It’s a long-standing joke that the sun is a foreign object in Southeast Alaska and that its appearance makes residents cower.

The joke came home last week when the Haines Volunteer Fire Department was dispatched following a call from a Main Street resident who mistook a sunrise for a “large fire on Third Avenue.”

Fire chief Scott Bradford said one fire truck responded to the resident’s call that came about 4 a.m. June 21. “Dispatch has to go with what they hear… We drove up and down Third Avenue looking for fire or smoke.”

Firefighters also looked along Fourth Avenue, but when no blaze was spotted, police went to the home of the caller, ultimately determining the person was looking at the sun as its light came around the corner of Mount Ripinsky.

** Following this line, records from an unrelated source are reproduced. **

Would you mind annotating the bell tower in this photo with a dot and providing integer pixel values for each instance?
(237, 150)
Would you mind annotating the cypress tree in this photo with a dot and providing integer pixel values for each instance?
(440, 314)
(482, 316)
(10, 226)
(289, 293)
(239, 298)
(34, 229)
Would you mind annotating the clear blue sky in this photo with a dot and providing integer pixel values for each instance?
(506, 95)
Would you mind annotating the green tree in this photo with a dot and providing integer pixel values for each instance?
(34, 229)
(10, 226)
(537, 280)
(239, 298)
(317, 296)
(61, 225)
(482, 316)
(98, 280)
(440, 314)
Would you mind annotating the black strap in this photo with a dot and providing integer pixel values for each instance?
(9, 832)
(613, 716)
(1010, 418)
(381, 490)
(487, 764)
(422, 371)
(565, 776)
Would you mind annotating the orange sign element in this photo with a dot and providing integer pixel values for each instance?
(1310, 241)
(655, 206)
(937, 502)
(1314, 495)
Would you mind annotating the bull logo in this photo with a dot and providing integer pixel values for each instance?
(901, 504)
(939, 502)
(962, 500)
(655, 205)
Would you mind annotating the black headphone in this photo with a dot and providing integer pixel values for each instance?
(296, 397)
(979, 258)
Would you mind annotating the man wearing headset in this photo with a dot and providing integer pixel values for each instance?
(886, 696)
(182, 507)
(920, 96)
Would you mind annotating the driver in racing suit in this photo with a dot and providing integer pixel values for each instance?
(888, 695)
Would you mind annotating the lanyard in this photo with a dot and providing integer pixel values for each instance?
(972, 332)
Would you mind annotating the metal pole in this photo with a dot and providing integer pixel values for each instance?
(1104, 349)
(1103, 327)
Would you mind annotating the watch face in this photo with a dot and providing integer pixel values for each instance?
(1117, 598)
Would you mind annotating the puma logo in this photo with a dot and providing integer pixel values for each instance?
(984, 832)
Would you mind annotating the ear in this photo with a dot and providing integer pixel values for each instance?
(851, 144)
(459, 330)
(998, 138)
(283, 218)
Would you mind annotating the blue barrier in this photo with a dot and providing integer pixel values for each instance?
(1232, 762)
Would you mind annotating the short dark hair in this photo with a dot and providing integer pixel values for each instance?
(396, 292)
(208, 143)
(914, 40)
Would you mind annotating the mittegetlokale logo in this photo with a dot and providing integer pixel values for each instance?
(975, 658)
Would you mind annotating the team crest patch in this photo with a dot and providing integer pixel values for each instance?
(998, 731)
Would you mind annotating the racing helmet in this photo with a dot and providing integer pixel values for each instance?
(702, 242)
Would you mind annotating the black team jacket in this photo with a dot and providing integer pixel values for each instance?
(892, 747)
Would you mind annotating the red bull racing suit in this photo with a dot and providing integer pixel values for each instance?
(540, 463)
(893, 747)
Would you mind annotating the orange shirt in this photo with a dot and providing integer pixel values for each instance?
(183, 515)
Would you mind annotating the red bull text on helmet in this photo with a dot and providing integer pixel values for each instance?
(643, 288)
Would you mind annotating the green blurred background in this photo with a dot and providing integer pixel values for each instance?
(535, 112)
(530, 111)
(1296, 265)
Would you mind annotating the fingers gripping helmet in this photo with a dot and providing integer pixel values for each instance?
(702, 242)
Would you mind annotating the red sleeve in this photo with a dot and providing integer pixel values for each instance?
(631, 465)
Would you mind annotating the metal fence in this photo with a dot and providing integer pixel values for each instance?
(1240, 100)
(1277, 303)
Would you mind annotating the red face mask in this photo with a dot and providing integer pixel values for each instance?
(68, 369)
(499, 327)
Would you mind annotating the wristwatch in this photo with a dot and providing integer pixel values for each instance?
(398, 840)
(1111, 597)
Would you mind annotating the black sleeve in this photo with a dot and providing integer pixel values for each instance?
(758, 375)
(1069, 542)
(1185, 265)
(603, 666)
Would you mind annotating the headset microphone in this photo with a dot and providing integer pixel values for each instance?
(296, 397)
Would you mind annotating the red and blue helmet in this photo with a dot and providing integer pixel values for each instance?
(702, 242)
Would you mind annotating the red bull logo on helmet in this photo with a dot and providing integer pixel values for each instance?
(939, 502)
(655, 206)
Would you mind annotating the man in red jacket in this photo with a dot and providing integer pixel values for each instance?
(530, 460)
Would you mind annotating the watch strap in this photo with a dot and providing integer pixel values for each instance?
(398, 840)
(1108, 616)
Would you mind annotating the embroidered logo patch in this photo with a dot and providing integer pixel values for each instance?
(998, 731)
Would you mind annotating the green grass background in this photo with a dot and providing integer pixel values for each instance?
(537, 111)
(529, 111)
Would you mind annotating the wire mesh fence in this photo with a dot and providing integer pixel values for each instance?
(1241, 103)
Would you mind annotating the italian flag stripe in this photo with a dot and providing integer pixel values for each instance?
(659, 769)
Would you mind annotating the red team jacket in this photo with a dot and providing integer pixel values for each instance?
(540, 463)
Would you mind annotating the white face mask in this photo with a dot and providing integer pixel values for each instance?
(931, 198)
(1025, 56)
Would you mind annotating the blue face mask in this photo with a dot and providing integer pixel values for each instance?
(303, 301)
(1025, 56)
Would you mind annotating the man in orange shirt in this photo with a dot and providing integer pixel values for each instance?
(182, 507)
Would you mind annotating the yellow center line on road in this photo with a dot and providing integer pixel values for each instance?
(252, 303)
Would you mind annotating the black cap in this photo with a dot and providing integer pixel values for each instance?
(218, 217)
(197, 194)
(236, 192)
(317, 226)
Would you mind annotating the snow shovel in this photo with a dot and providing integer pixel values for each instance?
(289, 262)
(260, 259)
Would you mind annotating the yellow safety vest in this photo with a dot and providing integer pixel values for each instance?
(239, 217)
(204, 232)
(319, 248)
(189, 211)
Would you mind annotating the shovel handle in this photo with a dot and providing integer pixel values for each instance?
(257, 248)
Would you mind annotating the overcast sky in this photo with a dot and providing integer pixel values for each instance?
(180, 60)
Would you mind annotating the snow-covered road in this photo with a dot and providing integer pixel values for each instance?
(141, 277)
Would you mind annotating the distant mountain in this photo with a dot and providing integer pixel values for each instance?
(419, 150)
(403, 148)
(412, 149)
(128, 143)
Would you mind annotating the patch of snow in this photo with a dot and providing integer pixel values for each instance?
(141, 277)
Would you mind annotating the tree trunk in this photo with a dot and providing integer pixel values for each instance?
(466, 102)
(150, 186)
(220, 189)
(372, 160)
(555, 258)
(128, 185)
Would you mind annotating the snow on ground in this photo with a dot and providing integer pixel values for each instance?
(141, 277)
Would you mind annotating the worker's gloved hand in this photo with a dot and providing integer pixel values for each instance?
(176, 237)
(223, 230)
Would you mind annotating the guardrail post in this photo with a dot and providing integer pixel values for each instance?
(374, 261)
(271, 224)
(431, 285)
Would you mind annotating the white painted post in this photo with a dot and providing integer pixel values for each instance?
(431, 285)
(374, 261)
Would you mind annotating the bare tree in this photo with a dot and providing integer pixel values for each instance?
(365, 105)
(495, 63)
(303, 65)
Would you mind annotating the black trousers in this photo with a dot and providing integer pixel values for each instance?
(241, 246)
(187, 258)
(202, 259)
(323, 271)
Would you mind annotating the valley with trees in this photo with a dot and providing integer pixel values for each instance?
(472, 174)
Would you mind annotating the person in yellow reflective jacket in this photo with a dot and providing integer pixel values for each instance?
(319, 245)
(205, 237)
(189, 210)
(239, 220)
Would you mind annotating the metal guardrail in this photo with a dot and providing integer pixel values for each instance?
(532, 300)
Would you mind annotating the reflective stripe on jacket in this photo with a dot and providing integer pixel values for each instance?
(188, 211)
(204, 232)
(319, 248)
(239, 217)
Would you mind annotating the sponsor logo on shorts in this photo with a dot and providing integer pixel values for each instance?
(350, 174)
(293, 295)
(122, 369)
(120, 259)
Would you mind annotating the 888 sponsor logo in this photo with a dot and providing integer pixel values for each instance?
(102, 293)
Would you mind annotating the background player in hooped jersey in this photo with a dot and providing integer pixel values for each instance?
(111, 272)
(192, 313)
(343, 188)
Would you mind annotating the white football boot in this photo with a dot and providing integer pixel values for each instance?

“I saw the same thing when I looked behind me,” Bradford said, describing the cloud-filtered light as a “bright, orangey ball.” It was just the sunrise, he said, “but it was a memorable one.”

The goose chase wasn’t the first for the department. Bradford said about every other year the department is called out to chase a fire that’s a phantom.

A Petersburg fishing boat with a brilliant, yellow deck light that visits local waters in the fall has prompted calls to the fire department, as have Skyline subdivision street lights glowing orange in the fog. “It happens,” Bradford said.